Da für die Beteiligung keinerlei Altersbegrenzungen vorgesehen sind, gelte sie auch uneingeschränkt für Kindertageseinrichtungen, schlussfolgert der Diplom-Sozialpädagoge Rüdiger Hansen vom „Institut für Partizipation und Bildung“ in Kiel. Hansen, die Kieler Sozialpädagogik-Professorin Raingard Knauer und ihr Kollege von der Hamburger Universität, Benedikt Sturzenhecker, haben zahlreiche Aufsätze zur Partizipation der Kleinsten veröffentlicht.
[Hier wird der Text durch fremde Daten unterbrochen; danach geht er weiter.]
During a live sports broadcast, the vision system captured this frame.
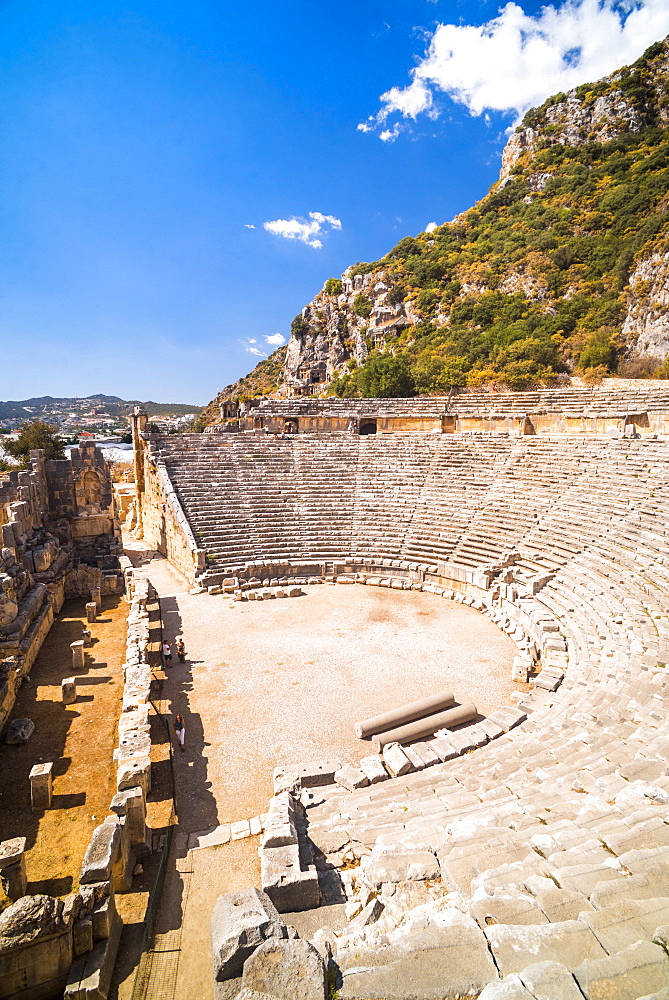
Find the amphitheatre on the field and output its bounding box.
[0,381,669,1000]
[0,40,669,1000]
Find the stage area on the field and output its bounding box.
[149,560,515,830]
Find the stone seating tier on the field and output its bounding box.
[159,434,669,1000]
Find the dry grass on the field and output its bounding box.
[0,597,128,908]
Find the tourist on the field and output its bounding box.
[174,715,186,753]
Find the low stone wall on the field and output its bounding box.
[0,567,151,1000]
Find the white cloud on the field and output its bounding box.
[239,337,267,358]
[358,0,669,133]
[263,212,341,250]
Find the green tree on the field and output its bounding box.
[353,292,372,319]
[290,313,309,340]
[354,351,416,399]
[4,420,65,468]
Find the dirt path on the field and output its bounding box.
[0,597,128,906]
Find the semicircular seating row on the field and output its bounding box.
[159,434,669,996]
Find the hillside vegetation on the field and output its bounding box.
[214,41,669,396]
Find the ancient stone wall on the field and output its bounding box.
[0,443,124,731]
[133,410,205,582]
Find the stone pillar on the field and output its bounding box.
[60,677,77,705]
[110,785,148,853]
[70,639,84,670]
[0,837,27,903]
[30,761,53,812]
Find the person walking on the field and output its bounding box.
[174,715,186,753]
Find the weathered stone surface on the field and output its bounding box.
[337,909,498,1000]
[367,848,440,886]
[520,962,582,1000]
[334,764,369,792]
[242,938,326,1000]
[479,975,534,1000]
[360,753,388,785]
[60,677,77,705]
[574,941,669,1000]
[383,743,413,778]
[581,896,669,955]
[0,896,67,950]
[484,920,605,976]
[64,912,123,1000]
[211,889,287,982]
[79,823,122,885]
[5,719,35,744]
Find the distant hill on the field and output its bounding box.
[0,392,202,420]
[213,39,669,402]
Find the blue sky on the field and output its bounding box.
[0,0,669,404]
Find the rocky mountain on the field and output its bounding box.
[214,39,669,396]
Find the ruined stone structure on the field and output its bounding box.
[132,383,669,1000]
[0,442,124,730]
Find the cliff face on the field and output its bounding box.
[214,39,669,395]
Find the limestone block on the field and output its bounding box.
[30,761,53,812]
[116,757,151,798]
[520,962,582,1000]
[5,719,35,743]
[382,743,413,778]
[64,912,123,1000]
[242,938,327,1000]
[260,844,320,913]
[0,895,72,997]
[360,753,389,785]
[366,848,441,888]
[262,792,297,848]
[581,896,669,955]
[0,837,27,902]
[469,891,548,927]
[72,914,93,958]
[484,920,606,976]
[337,907,498,1000]
[334,764,369,792]
[79,817,122,885]
[109,785,150,852]
[211,889,288,982]
[574,941,669,1000]
[479,975,536,1000]
[60,677,77,705]
[346,896,385,934]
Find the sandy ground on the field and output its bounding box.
[0,597,128,906]
[114,553,515,1000]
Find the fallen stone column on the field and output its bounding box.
[355,691,455,742]
[70,639,84,670]
[372,705,478,752]
[0,837,27,903]
[30,761,53,812]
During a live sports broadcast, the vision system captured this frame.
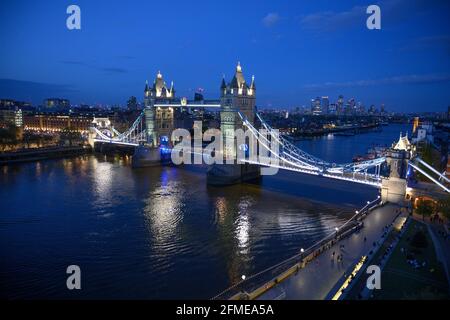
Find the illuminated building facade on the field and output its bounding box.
[24,113,94,133]
[220,63,256,157]
[144,72,179,147]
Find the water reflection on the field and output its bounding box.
[144,171,184,252]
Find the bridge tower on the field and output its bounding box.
[381,134,411,204]
[133,72,176,167]
[207,62,260,185]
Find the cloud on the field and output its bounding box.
[304,74,450,89]
[99,68,128,73]
[262,12,280,28]
[300,6,366,32]
[300,0,448,32]
[117,55,136,60]
[59,60,128,74]
[400,35,450,54]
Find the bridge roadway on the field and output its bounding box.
[258,204,399,300]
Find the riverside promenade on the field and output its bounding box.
[258,204,400,300]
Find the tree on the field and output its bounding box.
[416,200,434,220]
[60,128,81,146]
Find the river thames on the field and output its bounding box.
[0,125,410,299]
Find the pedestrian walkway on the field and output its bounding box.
[259,204,399,300]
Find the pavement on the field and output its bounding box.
[428,223,450,288]
[259,204,400,300]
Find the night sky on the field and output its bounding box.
[0,0,450,112]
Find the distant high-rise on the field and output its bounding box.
[43,98,70,110]
[336,94,344,114]
[311,97,322,116]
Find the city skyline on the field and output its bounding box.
[0,0,450,112]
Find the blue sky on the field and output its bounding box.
[0,0,450,111]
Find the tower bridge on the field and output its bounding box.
[91,63,449,202]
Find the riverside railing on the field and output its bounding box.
[212,196,382,300]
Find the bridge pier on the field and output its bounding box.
[206,163,261,186]
[381,177,406,205]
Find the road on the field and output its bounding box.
[259,204,399,300]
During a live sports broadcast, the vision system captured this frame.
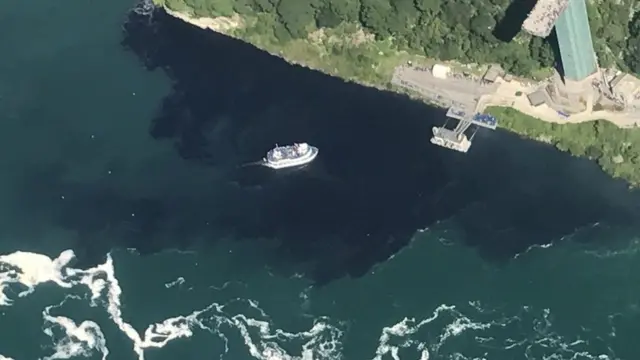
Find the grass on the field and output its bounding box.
[162,6,640,187]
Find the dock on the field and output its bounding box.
[431,106,498,153]
[391,66,498,153]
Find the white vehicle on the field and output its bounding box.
[262,143,318,169]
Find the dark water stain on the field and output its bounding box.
[17,7,638,284]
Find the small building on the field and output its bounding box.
[431,64,451,79]
[482,65,504,82]
[527,90,547,107]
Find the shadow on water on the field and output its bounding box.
[25,6,638,283]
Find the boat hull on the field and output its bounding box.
[262,146,318,169]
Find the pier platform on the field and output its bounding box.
[431,127,471,153]
[447,106,498,130]
[431,106,498,153]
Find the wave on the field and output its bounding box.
[374,302,618,360]
[0,250,343,360]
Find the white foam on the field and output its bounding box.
[42,301,109,360]
[0,250,74,306]
[374,301,617,360]
[0,250,342,360]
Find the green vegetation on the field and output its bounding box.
[487,107,640,187]
[155,0,640,76]
[154,0,640,186]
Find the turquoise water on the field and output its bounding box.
[0,0,640,360]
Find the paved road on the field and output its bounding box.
[391,66,497,110]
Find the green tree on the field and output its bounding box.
[276,0,315,38]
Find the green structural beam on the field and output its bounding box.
[555,0,598,81]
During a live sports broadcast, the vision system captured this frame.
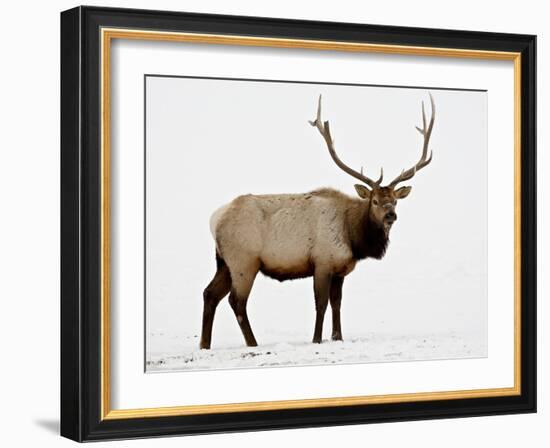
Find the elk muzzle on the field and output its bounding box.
[384,210,397,224]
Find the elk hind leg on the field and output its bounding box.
[229,265,259,347]
[330,276,344,341]
[313,272,331,344]
[200,256,231,349]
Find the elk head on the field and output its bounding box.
[309,94,435,233]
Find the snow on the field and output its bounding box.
[147,332,486,372]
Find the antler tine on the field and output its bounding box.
[389,93,435,187]
[308,95,384,188]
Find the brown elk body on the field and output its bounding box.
[200,95,435,348]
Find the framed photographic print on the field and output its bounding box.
[61,7,536,441]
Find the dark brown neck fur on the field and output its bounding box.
[346,201,390,260]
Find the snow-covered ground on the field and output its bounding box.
[147,332,486,372]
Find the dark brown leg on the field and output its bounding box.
[330,276,344,341]
[229,290,258,347]
[200,259,231,349]
[313,272,331,344]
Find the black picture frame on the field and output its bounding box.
[61,7,537,441]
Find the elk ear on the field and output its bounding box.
[354,184,371,199]
[393,187,412,199]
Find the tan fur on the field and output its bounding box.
[212,189,365,287]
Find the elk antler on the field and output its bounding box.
[309,95,384,188]
[388,93,435,187]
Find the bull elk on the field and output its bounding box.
[200,94,435,349]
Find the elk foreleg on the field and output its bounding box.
[330,276,344,341]
[200,259,231,349]
[313,271,331,344]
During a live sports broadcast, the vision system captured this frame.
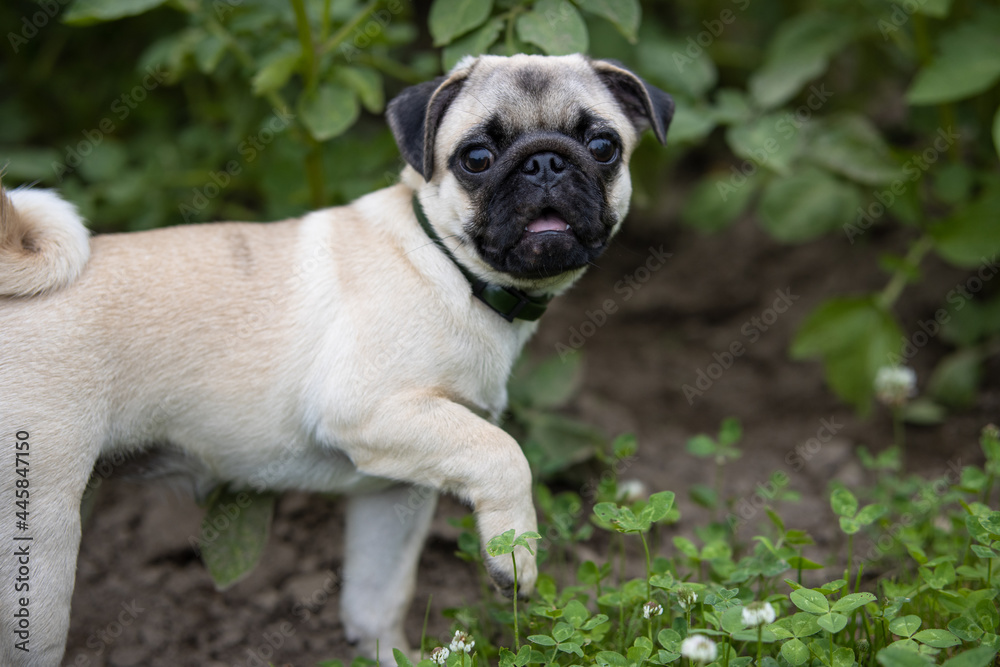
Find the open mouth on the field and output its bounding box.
[524,211,573,236]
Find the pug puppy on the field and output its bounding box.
[0,55,673,666]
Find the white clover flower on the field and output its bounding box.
[449,630,476,653]
[677,588,698,611]
[681,634,719,664]
[875,366,917,408]
[743,602,776,628]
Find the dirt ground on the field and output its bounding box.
[65,205,1000,667]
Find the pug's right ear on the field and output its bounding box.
[385,68,468,181]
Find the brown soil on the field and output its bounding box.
[65,213,1000,667]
Das Modell geht auf die antiautoritäre Erziehung zurück, die linken „Kinderläden“ in Berlin oder Hamburg praktizieren es schon lange. Die „Kinderstube der Demokratie“ wendet sich dagegen an ganz normale Kitas: In der ersten Modellphase entwickelten 70 Kitas eigene Verfassungen, andere gründeten Kinderbeiräte oder entwickelten alternative Formen der Beteiligung. Dabei geht es in der Regel eher um die Großen als um die Kleinen: „Im Projekt gerieten wir nie an die Grenzen der Kinder, aber immer wieder an die Grenzen der Erwachsenen“, heißt es im Abschlussbericht des Modellversuchs. Das Fazit: „Partizipation beginnt in den Köpfen.“

Wer sich darauf einlässt, erlebe immer wieder positive Überraschungen, berichtet Kita-Mitarbeiterin Henningsen. „Ich staune, wie Kinder Entscheidungen treffen, sogar die ganz kleinen.“ Dinge, die sie direkt angehen, könnten bereits Eineinhalbjährige entscheiden: „Kinder fühlen, was sie brauchen. Wenn ein Kind keine Milch will, stellt sich oft heraus, dass es eine Laktose-Intoleranz hat. Und Kinder schreiben auch nicht jeden Tag Pommes auf den Speiseplan.“

Die Mitbestimmung zeigt es bei „Lotte Lemke“ an allen Ecken. Kita-Leiterin Claudia Baumann zeigt auf einen Zettel an der Tür der „Wolkengruppe“. Darauf gemalt sind bunte, durchgestrichene Kästchen und daneben lachende Gesichter. „Hier informiert der Kinderrat über seine Sitzung“, sagt sie. Was das heiße? Baumann muss ins schriftliche Protokoll schauen, dann ist alles klar: „Im Kindercafé sollen künftig Bilder mit Menschen drauf hängen.“

Es gibt nur wenig, was die Kinder in Halstenbek nicht mitentscheiden dürfen. Henningsen muss erst in die Verfassung schauen, um welche Punkte es sich handelt: Finanzen und Öffnungszeiten. Alles Weitere, wie die Räume eingerichtet werden, welche Projekte bearbeitet werden, wer eingestellt wird, bestimmen die Kinder mit – und dürfen die Erwachsenen sogar überstimmen.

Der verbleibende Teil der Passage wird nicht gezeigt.